= Nahal Tut (archaeological site) =

Nahal Tut (נחל תות, also Nachal Toot) is an archaeological site excavated along the streambed of the same name in northern Israel's Menashe Heights from February to July 2005 by Amir Gorzalczany and Gerald Finkielsztejn in preparation for the northward extension of Highway 6. Trig Point N-568 is situated south of Nahal Melah highway (Hwy 70) about halfway between modern Bat Shlomo and Yokneam.

The salvage operation exposed habitation layers of the following periods:
- Mamluk (Stratum I)
- Roman (Stratum II)
- Iron Age (Strata III-VI)

The most significant finds reported thus far:
- Large building with a courtyard (20 x 35 m) enclosed by thick walls
- Ritual bath (mikveh) within the courtyard
- Numerous pottery vessels, especially jars with LMLK seal impressions (type H2x and Z2x)
- Hebrew signet seal on a precious stone about 1.5 x 1.0 cm, adorned with 4 pomegranates and the inscription, "LMKAH Amihai" (of Makah [son of] Amihai)

The buildings were found relatively intact (upright walls with doorways and window lintels still in-situ).

Gorzalczany, of the Israel Antiquities Authority, speculates that "the site probably functioned as an administrative and government center at the end of the 8th century BCE, and may have been fortified."

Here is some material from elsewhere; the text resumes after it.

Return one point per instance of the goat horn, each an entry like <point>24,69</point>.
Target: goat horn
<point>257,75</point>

Nahal Tut joins 3 other northern sites where LMLK handles have been recovered (Nahalal, Khirbet Sharta, and Jezreel). Speculation is abounding with possible reasons for their appearance in this isolated region apart from the vast majority found in the southern kingdom of Judah:
- Pilgrimages to Jerusalem in response to King Hezekiah's inauguration Passover feast
- Fortification of a northwestern outpost by King Hezekiah in preparation for an Assyrian attack
- Trash deposited by Sennacherib's army following their victorious campaign at Lachish

Arguments for/against each of these proposals have been suggested on Internet discussion lists.